More than a dozen Long Island Rail Road employees were arrested after a grand jury indicted the group for a three-year scrap metal theft scheme that netted more than a quarter of a million dollars.
The indictment charging the 15 LIRR employees and two other men was unsealed Friday in Nassau County court where the men were split into two groups during their arraignments. Prosecutors alleged the men stole more than $253,694 worth of copper from the railroad, sold it to Two Brother’s Scrap Metal in Farmingdale and pocketed the cash.
“At a time when riders throughout Nassau County struggle with economic hardship and the disruptions that are caused by natural disasters unparalleled in most of our lives, it is outrageous that these public employees neglected their jobs, stole from us all,” Nassau County District Attorney Kathleen Rice said a press conference.
The employees, including two assistant foreman, worked in the railroad’s communications department where they maintain railroad yard signal equipment, officials said. The two other men were described as acquaintances. The alleged scrap metal scheme occurred between Jan. 1, 2010 and Jan. 10 of this year.
The schemers were hit with varying charges of conspiracy, grand larceny, criminal possession of stolen property and thefts of services. Officials with the Metropolitan Transit Authority only became aware of the copper theft when a tipster contacted them last June.
The MTA Inspector General’s office and the LIRR alerted the district attorney’s office soon after, sparking a high-tech investigation that included GPS monitoring, license plate reading technology and on-the-ground surveillance documenting the alleged scheme.
The workers, sometimes while on duty, would allegedly steal new and used copper wire stored in four different railroad yards and use LIRR trucks to transport the valuable metal to a covert location, and then use their personal vehicles to drop it off at the scrapyard, effectively stealing from the public, officials said.
“This behavior will not be tolerated at a taxpayer supported agency like the Long Island Rail Road,” LIRR President Helena Williams said. But she lamented how the scheme happened right under the railroad’s nose, saying, “It is a sad day for the Long Island Rail Road.”
“I have to rely on my employees,” she added. “And when we have employees stealing from the company, and we have employees violating that public trust, it is a very very sad day for our company.”

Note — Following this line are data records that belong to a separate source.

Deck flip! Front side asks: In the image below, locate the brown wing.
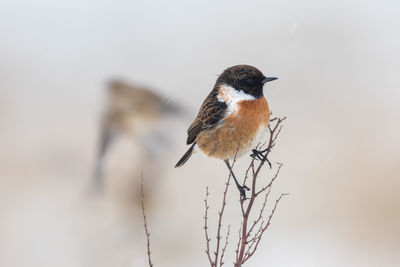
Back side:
[186,89,227,145]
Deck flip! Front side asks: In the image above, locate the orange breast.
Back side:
[196,97,270,159]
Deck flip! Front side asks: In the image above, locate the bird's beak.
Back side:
[261,77,278,84]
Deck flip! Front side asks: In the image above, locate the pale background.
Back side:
[0,0,400,267]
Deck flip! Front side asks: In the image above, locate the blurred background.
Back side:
[0,0,400,267]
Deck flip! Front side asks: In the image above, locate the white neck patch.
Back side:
[217,84,256,115]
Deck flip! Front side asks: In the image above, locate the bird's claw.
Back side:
[238,185,250,201]
[250,149,272,169]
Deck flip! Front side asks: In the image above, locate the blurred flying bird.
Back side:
[175,65,278,199]
[94,80,184,191]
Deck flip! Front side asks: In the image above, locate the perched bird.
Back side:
[94,80,184,186]
[175,65,278,199]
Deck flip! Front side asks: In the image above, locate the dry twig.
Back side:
[204,117,287,267]
[140,172,153,267]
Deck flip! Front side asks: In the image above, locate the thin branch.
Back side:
[204,186,215,267]
[140,171,153,267]
[219,225,231,267]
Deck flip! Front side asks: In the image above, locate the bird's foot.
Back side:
[238,185,250,201]
[250,148,272,169]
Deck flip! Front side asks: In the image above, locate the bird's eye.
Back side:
[246,78,256,85]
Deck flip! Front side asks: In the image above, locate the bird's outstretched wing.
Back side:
[186,89,227,145]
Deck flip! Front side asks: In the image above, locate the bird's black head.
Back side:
[216,65,278,98]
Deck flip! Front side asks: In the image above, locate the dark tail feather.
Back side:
[175,143,196,168]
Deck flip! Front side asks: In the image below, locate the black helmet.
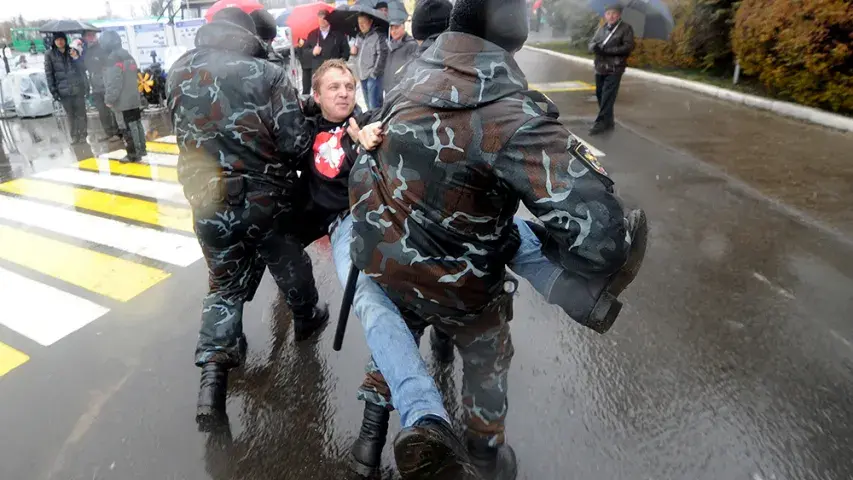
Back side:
[249,10,278,41]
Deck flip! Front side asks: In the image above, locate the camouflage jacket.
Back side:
[350,32,628,316]
[167,22,313,193]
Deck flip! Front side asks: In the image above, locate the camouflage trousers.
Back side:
[193,185,318,367]
[358,294,515,446]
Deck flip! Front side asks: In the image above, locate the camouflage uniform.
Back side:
[350,32,629,446]
[168,16,317,367]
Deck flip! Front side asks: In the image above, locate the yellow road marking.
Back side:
[145,142,181,155]
[0,225,169,302]
[0,178,193,232]
[77,158,178,182]
[529,80,595,93]
[0,342,30,377]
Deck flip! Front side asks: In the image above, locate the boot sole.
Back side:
[607,210,649,296]
[195,405,228,433]
[348,453,379,478]
[394,432,480,480]
[587,210,649,334]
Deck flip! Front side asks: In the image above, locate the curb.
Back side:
[524,46,853,132]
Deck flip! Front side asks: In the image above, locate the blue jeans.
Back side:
[361,77,382,110]
[331,216,562,428]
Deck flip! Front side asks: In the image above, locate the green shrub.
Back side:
[732,0,853,113]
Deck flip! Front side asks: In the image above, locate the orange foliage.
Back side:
[732,0,853,112]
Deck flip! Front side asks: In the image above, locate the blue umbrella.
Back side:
[588,0,675,40]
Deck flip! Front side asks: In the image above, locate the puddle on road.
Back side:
[0,111,171,182]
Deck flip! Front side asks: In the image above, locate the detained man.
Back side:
[347,0,648,480]
[301,60,628,478]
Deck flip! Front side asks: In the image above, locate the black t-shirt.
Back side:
[305,114,369,223]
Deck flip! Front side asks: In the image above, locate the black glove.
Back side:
[299,95,323,117]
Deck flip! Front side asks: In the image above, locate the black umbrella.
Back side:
[326,5,388,37]
[39,20,101,33]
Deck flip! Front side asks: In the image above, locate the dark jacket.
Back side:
[83,43,107,94]
[350,32,628,320]
[355,27,388,80]
[382,33,418,92]
[101,31,142,112]
[589,20,634,75]
[44,35,89,99]
[301,28,349,70]
[302,107,370,228]
[166,22,312,194]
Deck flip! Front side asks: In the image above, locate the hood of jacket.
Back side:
[195,21,267,58]
[417,33,441,56]
[98,30,121,54]
[50,33,71,53]
[402,32,527,110]
[388,33,415,52]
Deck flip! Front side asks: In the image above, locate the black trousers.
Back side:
[61,95,89,143]
[92,92,118,137]
[302,68,314,95]
[595,73,622,127]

The LIRR has been marred in controversy recently. Just last year, the railroad was embarrassed by a pension scam that included hundreds of employees faking injuries and illnesses to scam their way to early pensions.
MTA Inspector General Barry Kluger said he wouldn’t “characterize it as a culture of theft,” in the LIRR, but said there needs to be an examination of the railroad’s “apparent lack of effective supervision…as well as the evident vulnerabilities of inventory controls.”
The railroad acted quickly to the arrests, announcing that they will try to fire all those involved and would move to terminate their pensions, Williams said.
And in response to the scheme, which Kluger noted was “obviously too easy” to get away with, the LIRR will increase security at its 12 scrap metal yards by securing bins, increase surveillance, restrict employee parking and continue to track vehicles through GPS.
“There was a level of trust and honesty,” Williams lamented. “It is now proved to be me I cannot have that level of trust and honesty.”
The workers tenure at the railroad ranged from 6 to 27 years, officials said. Their base salary was between $65,000 and $85,000.